Putting the Contracts in Smart Contracts

Putting the Contracts in Smart Contracts

Smart contracts are useful for automating many data-driven relationships. However, to be enforceable, smart contracts must work in existing legal frameworks where those frameworks already exist, removing a degree of uncertainty in enforcement. In order to bridge the gap between existing electronic contracts law and blockchain smart contracts, Monax offers dual integration. For more on smart contracts, see our explainer.

Dual integration is the process of integrating a specific legal contract into a specific smart contract running on a distributed data store, such as Monax. This allows parties to use established dispute resolution processes in the jurisdiction(s) of choice while also using a smart contract as the primary mechanism for administering the data-driven interaction that attends to the agreement between the parties.

The rationale behind dual integration is that for the forseeable future, legal systems are unlikely to resolve disputes stemming from smart contracts solely on the basis of their code. Courts will apply the defaults for similar prose agreements, an end that may not reflect the intention of the smart contracting parties.
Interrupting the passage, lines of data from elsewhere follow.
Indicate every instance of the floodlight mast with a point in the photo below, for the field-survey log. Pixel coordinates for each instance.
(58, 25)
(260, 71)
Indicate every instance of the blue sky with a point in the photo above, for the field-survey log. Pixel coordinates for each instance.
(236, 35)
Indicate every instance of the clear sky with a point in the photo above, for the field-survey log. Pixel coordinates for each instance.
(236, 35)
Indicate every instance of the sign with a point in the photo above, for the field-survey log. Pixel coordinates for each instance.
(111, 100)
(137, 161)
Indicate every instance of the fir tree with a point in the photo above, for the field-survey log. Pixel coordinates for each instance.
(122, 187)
Because of the risks involved in enforcing smart contracts by code alone, we highly encourage all smart contract systems developers to utilize dual integration of some kind. Dual integration means that a smart contract will be linked to a document that can be enforced by a court.

Basic dual integration:

  1. Deploy a smart contract that is capable of storing a checksum

  2. Reference the chainId and contractAddress of the deployed smart contract in the final draft of the real world contract.
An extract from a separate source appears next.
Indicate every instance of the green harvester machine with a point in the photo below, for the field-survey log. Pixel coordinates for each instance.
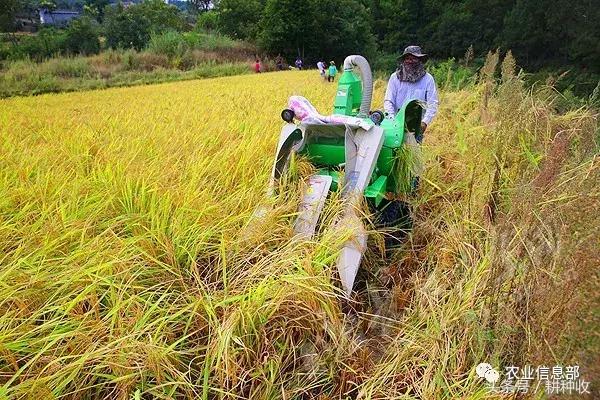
(365, 145)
  3. Execute the prose contract and produce its checksum (AKA “hash” or “digital fingerprint”)

  4. Send a transaction storing the checksum of the prose contract into the smart contract.
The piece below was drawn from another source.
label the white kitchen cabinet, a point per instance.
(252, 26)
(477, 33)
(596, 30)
That’s it. If those steps are followed then there will be a cryptographically-certain dual integration.

Once the dual integration process is finished the result will be a smart contract which references a specific fingerprint of a real world contract (this is called the hash of a file, or sometimes it is called the checksum of a file) and a real world contract which integrates the specific fingerprint of a smart contract (this utilizes the chainID of the distributed data store which the smart contract runs on as well as the contractAddress of the specific smart contract). This circular reference ensures – to a cryptographic certainty – that the specific file which contains the real world contract and the specific smart contract both properly reference one another.